Myths and Stereotypes


I've been thinking a lot recently about Ashley's transition to high school next year. It has the potential to be a frightening experience for Ashley because everything will be new - new school building, new bus driver, different schedule, new teacher, new assistant, and a whole lot of new children.

In the past, I have tried to prepare the new school staff by meeting with them prior to the beginning of the year and telling them all about Ashley. I focus on all the positive things and about how much she is like her peers rather than how different she is. But, I also have to share the extent of her disabilities so preparations can be made.
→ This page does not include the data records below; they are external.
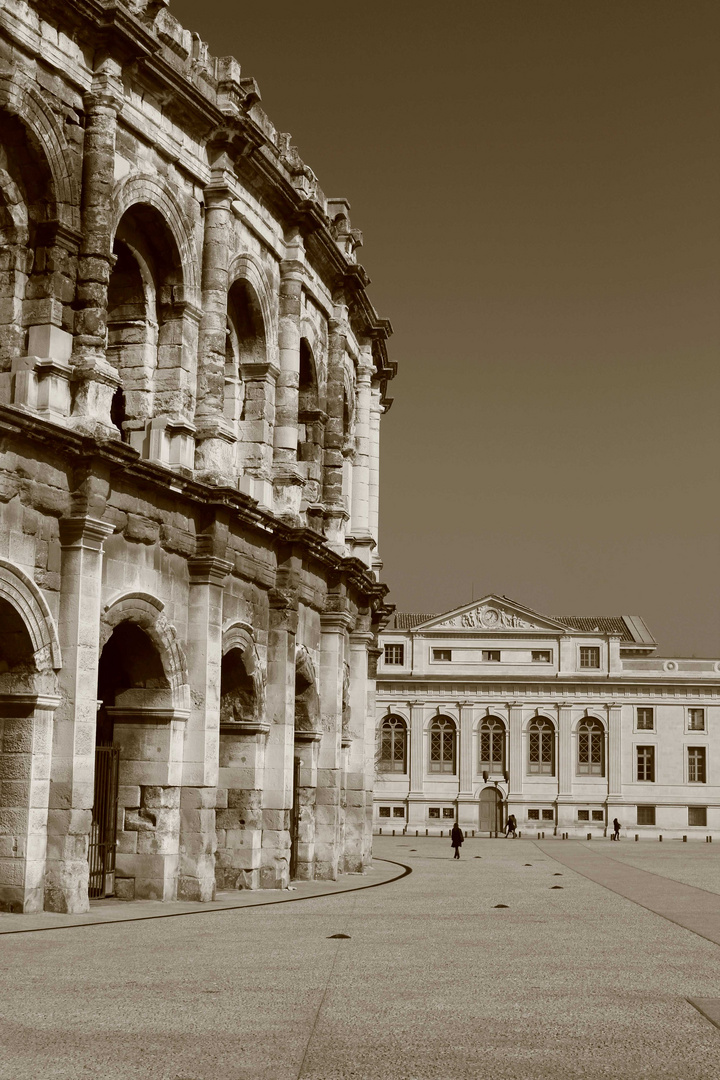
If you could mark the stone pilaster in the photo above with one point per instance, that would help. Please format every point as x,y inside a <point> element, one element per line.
<point>95,378</point>
<point>362,540</point>
<point>516,763</point>
<point>200,760</point>
<point>614,755</point>
<point>215,437</point>
<point>566,767</point>
<point>335,625</point>
<point>287,480</point>
<point>70,801</point>
<point>360,753</point>
<point>277,791</point>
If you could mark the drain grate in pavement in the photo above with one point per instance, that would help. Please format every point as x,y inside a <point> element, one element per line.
<point>709,1008</point>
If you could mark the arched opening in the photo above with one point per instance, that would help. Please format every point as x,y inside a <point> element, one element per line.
<point>490,811</point>
<point>311,419</point>
<point>137,747</point>
<point>145,337</point>
<point>393,745</point>
<point>541,747</point>
<point>491,745</point>
<point>591,748</point>
<point>443,745</point>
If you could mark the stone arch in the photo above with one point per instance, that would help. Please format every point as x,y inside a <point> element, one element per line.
<point>22,593</point>
<point>147,612</point>
<point>151,191</point>
<point>21,97</point>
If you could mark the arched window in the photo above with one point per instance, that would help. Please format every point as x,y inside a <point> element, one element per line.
<point>393,745</point>
<point>492,745</point>
<point>591,748</point>
<point>443,745</point>
<point>541,753</point>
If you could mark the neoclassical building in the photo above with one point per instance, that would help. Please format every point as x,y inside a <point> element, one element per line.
<point>565,721</point>
<point>191,383</point>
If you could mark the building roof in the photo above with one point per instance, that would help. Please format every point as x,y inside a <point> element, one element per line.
<point>630,628</point>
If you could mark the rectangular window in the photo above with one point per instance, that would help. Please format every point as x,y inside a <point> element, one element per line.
<point>589,656</point>
<point>696,765</point>
<point>646,719</point>
<point>696,719</point>
<point>394,653</point>
<point>646,763</point>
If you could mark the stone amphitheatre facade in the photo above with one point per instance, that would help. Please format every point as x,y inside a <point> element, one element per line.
<point>191,385</point>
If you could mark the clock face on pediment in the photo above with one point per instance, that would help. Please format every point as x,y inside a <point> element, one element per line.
<point>492,613</point>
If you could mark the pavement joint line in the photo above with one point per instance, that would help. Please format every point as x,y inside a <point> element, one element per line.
<point>630,900</point>
<point>212,910</point>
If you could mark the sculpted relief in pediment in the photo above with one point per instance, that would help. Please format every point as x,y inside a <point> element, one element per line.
<point>486,617</point>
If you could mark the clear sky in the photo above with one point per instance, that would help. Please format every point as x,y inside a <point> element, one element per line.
<point>539,186</point>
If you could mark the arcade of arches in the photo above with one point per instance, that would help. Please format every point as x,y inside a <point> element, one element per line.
<point>192,379</point>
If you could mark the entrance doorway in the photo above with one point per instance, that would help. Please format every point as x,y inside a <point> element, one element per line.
<point>102,852</point>
<point>491,810</point>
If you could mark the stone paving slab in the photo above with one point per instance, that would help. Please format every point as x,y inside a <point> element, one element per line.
<point>696,909</point>
<point>118,910</point>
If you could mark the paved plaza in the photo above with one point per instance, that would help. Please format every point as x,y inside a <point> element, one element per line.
<point>576,976</point>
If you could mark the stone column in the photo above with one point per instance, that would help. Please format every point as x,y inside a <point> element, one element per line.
<point>336,509</point>
<point>277,791</point>
<point>374,491</point>
<point>71,794</point>
<point>466,805</point>
<point>200,759</point>
<point>96,379</point>
<point>417,793</point>
<point>565,767</point>
<point>335,625</point>
<point>215,436</point>
<point>360,774</point>
<point>516,763</point>
<point>363,542</point>
<point>614,754</point>
<point>288,481</point>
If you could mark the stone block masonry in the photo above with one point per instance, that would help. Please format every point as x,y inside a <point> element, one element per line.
<point>191,383</point>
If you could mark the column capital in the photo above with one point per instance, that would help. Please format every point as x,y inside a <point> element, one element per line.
<point>84,531</point>
<point>208,569</point>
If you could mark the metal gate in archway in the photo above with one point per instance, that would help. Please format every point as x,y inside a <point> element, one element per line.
<point>102,853</point>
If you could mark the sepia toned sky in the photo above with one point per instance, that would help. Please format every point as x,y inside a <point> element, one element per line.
<point>539,187</point>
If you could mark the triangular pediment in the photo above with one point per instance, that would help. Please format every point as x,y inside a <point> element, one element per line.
<point>492,615</point>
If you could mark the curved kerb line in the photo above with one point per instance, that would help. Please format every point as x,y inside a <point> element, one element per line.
<point>212,910</point>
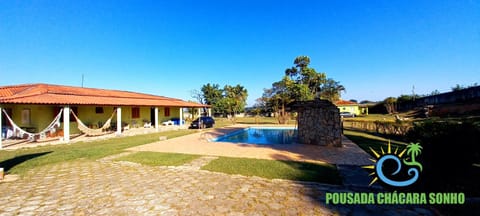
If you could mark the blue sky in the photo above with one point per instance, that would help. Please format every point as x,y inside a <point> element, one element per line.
<point>375,49</point>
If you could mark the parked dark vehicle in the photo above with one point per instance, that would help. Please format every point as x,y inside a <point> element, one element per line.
<point>205,122</point>
<point>347,114</point>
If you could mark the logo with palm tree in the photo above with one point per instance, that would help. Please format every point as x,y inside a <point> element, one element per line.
<point>412,151</point>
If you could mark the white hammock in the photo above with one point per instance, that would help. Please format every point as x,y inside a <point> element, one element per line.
<point>93,132</point>
<point>19,132</point>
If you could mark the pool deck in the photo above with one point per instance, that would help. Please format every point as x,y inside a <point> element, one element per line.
<point>200,144</point>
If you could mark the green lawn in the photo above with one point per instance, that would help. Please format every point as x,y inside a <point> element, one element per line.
<point>273,169</point>
<point>22,160</point>
<point>367,140</point>
<point>159,158</point>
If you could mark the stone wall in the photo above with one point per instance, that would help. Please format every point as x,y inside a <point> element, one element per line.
<point>318,123</point>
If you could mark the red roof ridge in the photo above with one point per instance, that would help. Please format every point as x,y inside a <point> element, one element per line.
<point>50,93</point>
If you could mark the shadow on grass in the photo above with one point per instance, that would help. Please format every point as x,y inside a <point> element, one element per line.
<point>12,162</point>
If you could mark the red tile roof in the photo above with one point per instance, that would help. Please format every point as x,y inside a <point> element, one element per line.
<point>69,95</point>
<point>345,103</point>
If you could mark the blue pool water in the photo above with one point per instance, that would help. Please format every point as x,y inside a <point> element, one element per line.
<point>263,136</point>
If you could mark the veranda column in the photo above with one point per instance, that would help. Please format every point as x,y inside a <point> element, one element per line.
<point>66,124</point>
<point>156,118</point>
<point>119,120</point>
<point>1,129</point>
<point>181,117</point>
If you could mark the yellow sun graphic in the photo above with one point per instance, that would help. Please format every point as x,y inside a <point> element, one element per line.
<point>377,156</point>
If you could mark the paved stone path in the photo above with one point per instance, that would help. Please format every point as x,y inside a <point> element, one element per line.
<point>110,188</point>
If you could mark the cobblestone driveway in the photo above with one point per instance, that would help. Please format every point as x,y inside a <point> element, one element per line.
<point>107,188</point>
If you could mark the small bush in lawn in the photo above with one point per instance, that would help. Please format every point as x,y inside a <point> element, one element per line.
<point>449,151</point>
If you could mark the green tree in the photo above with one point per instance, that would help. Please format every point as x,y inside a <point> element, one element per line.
<point>300,83</point>
<point>390,104</point>
<point>332,90</point>
<point>234,99</point>
<point>302,74</point>
<point>212,94</point>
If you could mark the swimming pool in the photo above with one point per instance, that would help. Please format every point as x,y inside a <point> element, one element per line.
<point>262,136</point>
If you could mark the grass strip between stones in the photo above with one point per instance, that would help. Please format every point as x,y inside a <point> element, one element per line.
<point>158,158</point>
<point>21,160</point>
<point>275,169</point>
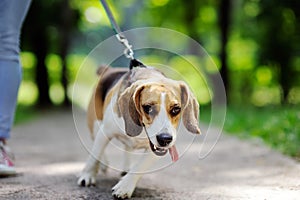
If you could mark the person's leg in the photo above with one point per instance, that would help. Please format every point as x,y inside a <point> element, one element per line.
<point>12,14</point>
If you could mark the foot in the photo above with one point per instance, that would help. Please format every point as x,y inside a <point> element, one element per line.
<point>124,188</point>
<point>6,161</point>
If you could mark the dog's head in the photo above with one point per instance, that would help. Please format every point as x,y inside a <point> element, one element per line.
<point>159,108</point>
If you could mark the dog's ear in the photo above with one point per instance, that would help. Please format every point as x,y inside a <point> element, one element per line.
<point>128,106</point>
<point>190,115</point>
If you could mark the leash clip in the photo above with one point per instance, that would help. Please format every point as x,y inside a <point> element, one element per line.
<point>128,52</point>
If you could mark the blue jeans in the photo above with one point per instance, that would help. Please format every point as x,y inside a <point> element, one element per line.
<point>12,14</point>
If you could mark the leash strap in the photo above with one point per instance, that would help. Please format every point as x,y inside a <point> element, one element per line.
<point>128,52</point>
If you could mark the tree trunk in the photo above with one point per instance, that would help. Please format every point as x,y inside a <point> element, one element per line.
<point>224,23</point>
<point>41,76</point>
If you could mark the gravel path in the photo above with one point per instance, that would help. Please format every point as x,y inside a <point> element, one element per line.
<point>50,156</point>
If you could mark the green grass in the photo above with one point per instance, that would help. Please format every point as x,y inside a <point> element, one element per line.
<point>25,114</point>
<point>279,127</point>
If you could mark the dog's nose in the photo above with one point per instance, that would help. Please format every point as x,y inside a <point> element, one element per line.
<point>164,139</point>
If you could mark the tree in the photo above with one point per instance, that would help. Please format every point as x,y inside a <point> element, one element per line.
<point>47,29</point>
<point>224,24</point>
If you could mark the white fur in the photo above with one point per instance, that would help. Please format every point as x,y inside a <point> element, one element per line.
<point>161,124</point>
<point>113,127</point>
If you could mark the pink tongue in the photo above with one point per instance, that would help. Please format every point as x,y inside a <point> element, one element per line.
<point>174,154</point>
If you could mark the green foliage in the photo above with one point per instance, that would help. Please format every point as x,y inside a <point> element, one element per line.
<point>25,114</point>
<point>279,127</point>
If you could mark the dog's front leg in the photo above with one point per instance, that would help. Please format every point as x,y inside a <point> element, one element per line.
<point>88,174</point>
<point>125,187</point>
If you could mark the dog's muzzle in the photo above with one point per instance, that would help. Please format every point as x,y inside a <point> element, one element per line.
<point>164,139</point>
<point>157,150</point>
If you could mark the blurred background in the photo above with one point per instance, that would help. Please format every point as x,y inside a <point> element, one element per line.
<point>255,45</point>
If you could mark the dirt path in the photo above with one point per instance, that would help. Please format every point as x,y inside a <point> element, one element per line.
<point>50,156</point>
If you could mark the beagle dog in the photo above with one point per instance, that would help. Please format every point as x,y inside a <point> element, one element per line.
<point>140,102</point>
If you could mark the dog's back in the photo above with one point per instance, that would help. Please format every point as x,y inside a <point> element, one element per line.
<point>108,78</point>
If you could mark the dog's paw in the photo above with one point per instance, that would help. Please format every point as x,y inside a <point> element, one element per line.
<point>86,180</point>
<point>123,189</point>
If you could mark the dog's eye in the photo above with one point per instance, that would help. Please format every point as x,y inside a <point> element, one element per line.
<point>148,109</point>
<point>175,110</point>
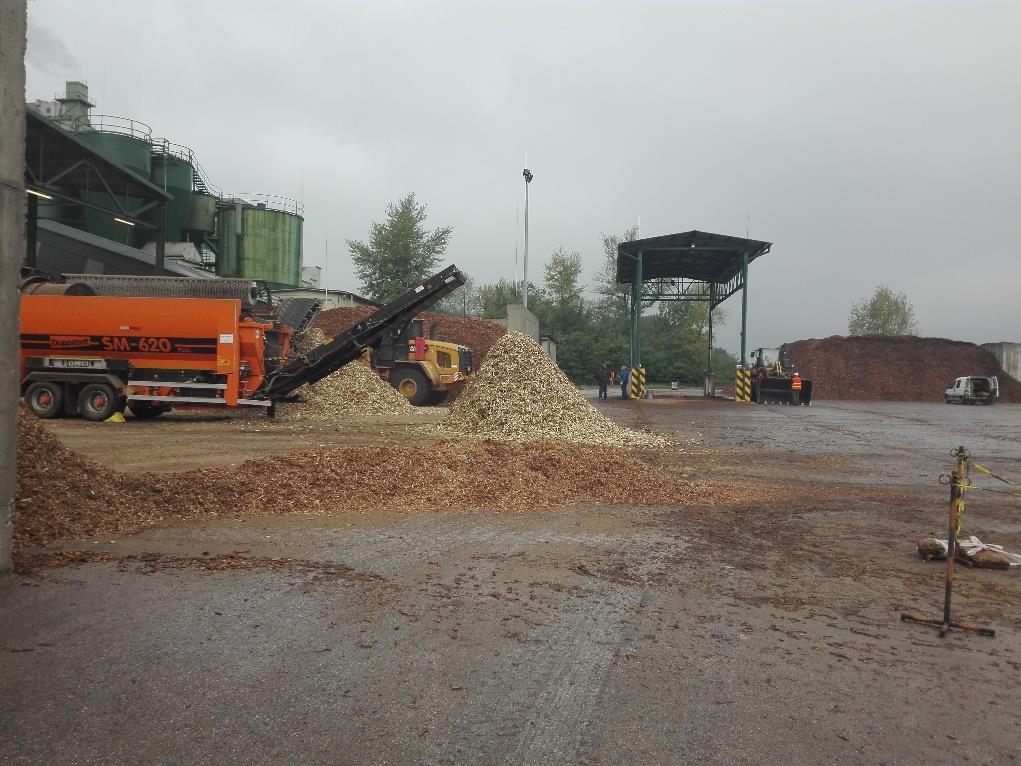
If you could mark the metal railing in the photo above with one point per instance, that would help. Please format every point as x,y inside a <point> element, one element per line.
<point>270,201</point>
<point>110,124</point>
<point>162,147</point>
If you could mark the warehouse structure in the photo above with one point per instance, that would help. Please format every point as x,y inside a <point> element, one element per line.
<point>106,195</point>
<point>689,267</point>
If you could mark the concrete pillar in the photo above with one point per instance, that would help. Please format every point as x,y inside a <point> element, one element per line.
<point>13,14</point>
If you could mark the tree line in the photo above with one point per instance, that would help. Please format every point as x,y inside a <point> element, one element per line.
<point>590,321</point>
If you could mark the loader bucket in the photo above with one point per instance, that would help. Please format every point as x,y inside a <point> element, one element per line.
<point>775,390</point>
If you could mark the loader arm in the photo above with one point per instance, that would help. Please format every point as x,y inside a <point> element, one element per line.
<point>347,346</point>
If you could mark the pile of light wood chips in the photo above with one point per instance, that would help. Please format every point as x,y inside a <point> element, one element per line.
<point>351,391</point>
<point>521,395</point>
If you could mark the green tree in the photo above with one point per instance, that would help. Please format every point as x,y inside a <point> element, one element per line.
<point>400,251</point>
<point>495,296</point>
<point>613,298</point>
<point>465,301</point>
<point>886,313</point>
<point>566,309</point>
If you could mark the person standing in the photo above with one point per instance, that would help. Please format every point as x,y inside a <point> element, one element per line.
<point>602,378</point>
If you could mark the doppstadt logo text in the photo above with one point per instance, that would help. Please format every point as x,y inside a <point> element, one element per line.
<point>70,341</point>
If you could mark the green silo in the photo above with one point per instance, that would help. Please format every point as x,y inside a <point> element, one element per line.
<point>132,149</point>
<point>174,175</point>
<point>201,219</point>
<point>259,242</point>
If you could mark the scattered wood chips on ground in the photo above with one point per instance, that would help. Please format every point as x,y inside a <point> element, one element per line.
<point>62,494</point>
<point>352,390</point>
<point>520,394</point>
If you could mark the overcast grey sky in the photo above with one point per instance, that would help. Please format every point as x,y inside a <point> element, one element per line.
<point>871,142</point>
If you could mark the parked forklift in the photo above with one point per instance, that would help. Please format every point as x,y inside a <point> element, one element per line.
<point>776,381</point>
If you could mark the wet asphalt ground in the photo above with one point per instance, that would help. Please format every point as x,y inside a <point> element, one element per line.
<point>591,635</point>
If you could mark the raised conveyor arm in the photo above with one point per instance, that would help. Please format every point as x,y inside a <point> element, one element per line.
<point>347,345</point>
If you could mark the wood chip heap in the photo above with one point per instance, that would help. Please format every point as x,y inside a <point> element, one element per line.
<point>351,391</point>
<point>61,494</point>
<point>521,395</point>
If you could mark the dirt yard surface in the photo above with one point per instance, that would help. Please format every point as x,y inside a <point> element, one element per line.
<point>761,632</point>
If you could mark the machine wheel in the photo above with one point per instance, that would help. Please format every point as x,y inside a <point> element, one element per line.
<point>97,401</point>
<point>412,385</point>
<point>145,411</point>
<point>437,397</point>
<point>45,399</point>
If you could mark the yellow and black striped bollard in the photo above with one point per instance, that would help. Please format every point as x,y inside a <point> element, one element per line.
<point>638,382</point>
<point>742,385</point>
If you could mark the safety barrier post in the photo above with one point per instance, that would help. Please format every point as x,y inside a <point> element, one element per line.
<point>742,385</point>
<point>959,482</point>
<point>638,382</point>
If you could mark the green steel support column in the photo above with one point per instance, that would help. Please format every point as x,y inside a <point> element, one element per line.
<point>636,314</point>
<point>709,353</point>
<point>744,305</point>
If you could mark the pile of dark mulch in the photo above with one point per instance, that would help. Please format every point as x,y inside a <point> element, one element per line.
<point>893,369</point>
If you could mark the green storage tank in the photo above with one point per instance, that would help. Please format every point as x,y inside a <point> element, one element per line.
<point>174,176</point>
<point>259,242</point>
<point>201,220</point>
<point>132,150</point>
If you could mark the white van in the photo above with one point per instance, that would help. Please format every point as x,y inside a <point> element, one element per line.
<point>973,390</point>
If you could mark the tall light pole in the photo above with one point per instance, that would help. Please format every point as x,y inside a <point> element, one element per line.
<point>528,179</point>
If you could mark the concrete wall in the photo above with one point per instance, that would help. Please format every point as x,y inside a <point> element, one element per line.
<point>523,321</point>
<point>12,31</point>
<point>1009,356</point>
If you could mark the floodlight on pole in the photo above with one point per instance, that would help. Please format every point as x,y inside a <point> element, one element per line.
<point>527,174</point>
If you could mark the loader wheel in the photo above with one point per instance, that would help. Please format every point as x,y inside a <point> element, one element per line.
<point>438,397</point>
<point>97,401</point>
<point>45,399</point>
<point>412,385</point>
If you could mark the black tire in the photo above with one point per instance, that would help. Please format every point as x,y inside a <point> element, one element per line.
<point>412,384</point>
<point>97,401</point>
<point>45,399</point>
<point>145,411</point>
<point>437,397</point>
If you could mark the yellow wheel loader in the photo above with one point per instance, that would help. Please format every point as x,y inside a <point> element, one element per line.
<point>775,380</point>
<point>422,369</point>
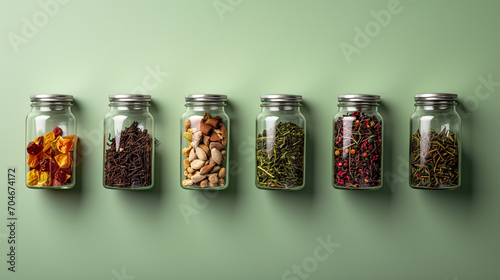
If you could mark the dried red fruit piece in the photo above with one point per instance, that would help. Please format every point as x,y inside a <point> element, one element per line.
<point>33,149</point>
<point>57,132</point>
<point>56,183</point>
<point>48,165</point>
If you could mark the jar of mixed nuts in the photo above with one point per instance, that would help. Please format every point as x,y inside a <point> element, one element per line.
<point>205,142</point>
<point>129,143</point>
<point>280,146</point>
<point>357,143</point>
<point>435,143</point>
<point>51,142</point>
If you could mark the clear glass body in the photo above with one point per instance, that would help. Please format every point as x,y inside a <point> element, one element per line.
<point>280,147</point>
<point>435,146</point>
<point>357,147</point>
<point>204,151</point>
<point>129,147</point>
<point>51,154</point>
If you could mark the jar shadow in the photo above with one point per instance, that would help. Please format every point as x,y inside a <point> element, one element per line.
<point>463,195</point>
<point>151,200</point>
<point>69,199</point>
<point>381,199</point>
<point>304,197</point>
<point>227,198</point>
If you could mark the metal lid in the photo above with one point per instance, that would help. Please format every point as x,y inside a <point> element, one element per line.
<point>281,98</point>
<point>130,98</point>
<point>51,98</point>
<point>436,97</point>
<point>206,97</point>
<point>359,98</point>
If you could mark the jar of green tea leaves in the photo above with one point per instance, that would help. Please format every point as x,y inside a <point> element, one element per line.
<point>280,146</point>
<point>435,144</point>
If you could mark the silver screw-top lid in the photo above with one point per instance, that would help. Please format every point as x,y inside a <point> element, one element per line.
<point>206,98</point>
<point>281,98</point>
<point>51,98</point>
<point>436,97</point>
<point>130,98</point>
<point>368,99</point>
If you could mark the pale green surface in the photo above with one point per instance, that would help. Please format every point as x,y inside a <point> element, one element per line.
<point>95,48</point>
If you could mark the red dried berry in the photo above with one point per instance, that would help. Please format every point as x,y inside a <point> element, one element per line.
<point>60,176</point>
<point>56,183</point>
<point>33,149</point>
<point>57,131</point>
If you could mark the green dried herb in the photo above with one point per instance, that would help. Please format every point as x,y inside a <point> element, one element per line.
<point>434,159</point>
<point>280,156</point>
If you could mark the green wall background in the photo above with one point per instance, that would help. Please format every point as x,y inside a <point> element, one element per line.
<point>244,49</point>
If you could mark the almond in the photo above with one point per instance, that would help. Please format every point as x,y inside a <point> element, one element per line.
<point>216,169</point>
<point>200,153</point>
<point>204,183</point>
<point>224,134</point>
<point>188,136</point>
<point>206,140</point>
<point>187,124</point>
<point>222,172</point>
<point>192,155</point>
<point>207,168</point>
<point>186,163</point>
<point>212,178</point>
<point>216,145</point>
<point>214,137</point>
<point>185,151</point>
<point>205,148</point>
<point>205,128</point>
<point>216,156</point>
<point>197,177</point>
<point>197,164</point>
<point>196,139</point>
<point>187,182</point>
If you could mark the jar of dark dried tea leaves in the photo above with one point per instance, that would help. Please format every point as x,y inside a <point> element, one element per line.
<point>357,143</point>
<point>129,143</point>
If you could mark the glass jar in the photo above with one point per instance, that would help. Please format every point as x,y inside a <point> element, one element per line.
<point>51,142</point>
<point>205,142</point>
<point>129,147</point>
<point>280,146</point>
<point>357,143</point>
<point>435,142</point>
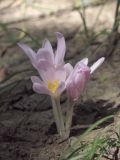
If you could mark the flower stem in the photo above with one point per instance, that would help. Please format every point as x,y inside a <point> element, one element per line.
<point>69,115</point>
<point>58,116</point>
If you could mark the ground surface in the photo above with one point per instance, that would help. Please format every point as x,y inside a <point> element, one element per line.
<point>27,128</point>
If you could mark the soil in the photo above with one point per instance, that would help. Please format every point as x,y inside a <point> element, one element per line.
<point>27,127</point>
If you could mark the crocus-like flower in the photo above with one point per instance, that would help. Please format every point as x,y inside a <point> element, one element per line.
<point>79,77</point>
<point>50,66</point>
<point>46,52</point>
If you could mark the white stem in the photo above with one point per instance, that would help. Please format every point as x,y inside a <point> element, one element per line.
<point>69,115</point>
<point>58,116</point>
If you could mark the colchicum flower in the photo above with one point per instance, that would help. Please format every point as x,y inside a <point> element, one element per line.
<point>50,66</point>
<point>55,76</point>
<point>79,77</point>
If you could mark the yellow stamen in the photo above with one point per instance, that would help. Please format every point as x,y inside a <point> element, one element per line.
<point>53,86</point>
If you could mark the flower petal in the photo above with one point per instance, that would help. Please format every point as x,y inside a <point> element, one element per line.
<point>47,45</point>
<point>29,52</point>
<point>46,70</point>
<point>85,61</point>
<point>61,47</point>
<point>36,79</point>
<point>69,68</point>
<point>45,54</point>
<point>61,88</point>
<point>40,88</point>
<point>96,64</point>
<point>60,74</point>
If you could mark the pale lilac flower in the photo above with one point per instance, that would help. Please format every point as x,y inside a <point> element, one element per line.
<point>50,66</point>
<point>46,52</point>
<point>79,77</point>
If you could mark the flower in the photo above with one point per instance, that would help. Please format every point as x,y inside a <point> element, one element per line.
<point>46,52</point>
<point>50,66</point>
<point>79,77</point>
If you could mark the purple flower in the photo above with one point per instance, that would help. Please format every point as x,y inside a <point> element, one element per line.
<point>79,77</point>
<point>50,67</point>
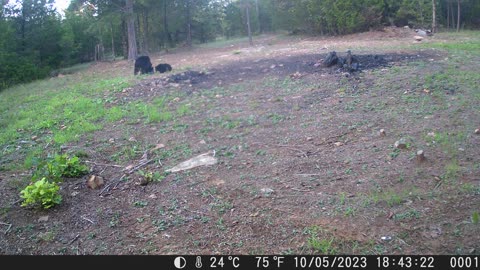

One of the things I have done in the past is conduct a 'simulation'.

A simulation, as my state's deafblind project has taught me, is taking a sighted and hearing person and putting a blindfold on their eyes and plugs in their ears. The person under simulation is then asked to do something, and supposedly this exercise gives them an idea of what life is like for Ashley. Except it's not accurate...

I understand the simulation exercises in theory, but in practice they make me uncomfortable. And the end of the simluation I hear a lot of 'awww, poor thing', 'wow, how does she get through each day?', and other such nonsense. I hear pity and I don't like it. But, I've never been quite able to put into words all the reasons that the simulation exercises bother me - and then I found a post from Joel at the NTs Are Weird blog. He has explained it perfectly, and I think it would be well worth your time to go have a look.

5 comments:

Marla said...

Very interesting. I will check it out.

High school is bound to be a huge transition. Our goal is to help M get back into a school at some point since the Center does not go past the age of twelve and who knows what will happen with insurance. The thought of another transition wears me out.

Amazing_Grace said...

I conduct a training for all personnel that comes in contact with my son prior to school. That way I know it gets done and I can tell them EXACTLY what they should know and do. :)

Holly said...

Thanks for sharing. What a great perspective.

Cheryl said...

Came across this article maybe 6 or 7 years ago. It sums everything up on the matter PERFECTLY

http://www.raggededgemagazine.com/archive/aware.htm

Ashley's Mom said...

Cheryl, that was a great link! Thanks for sharing it.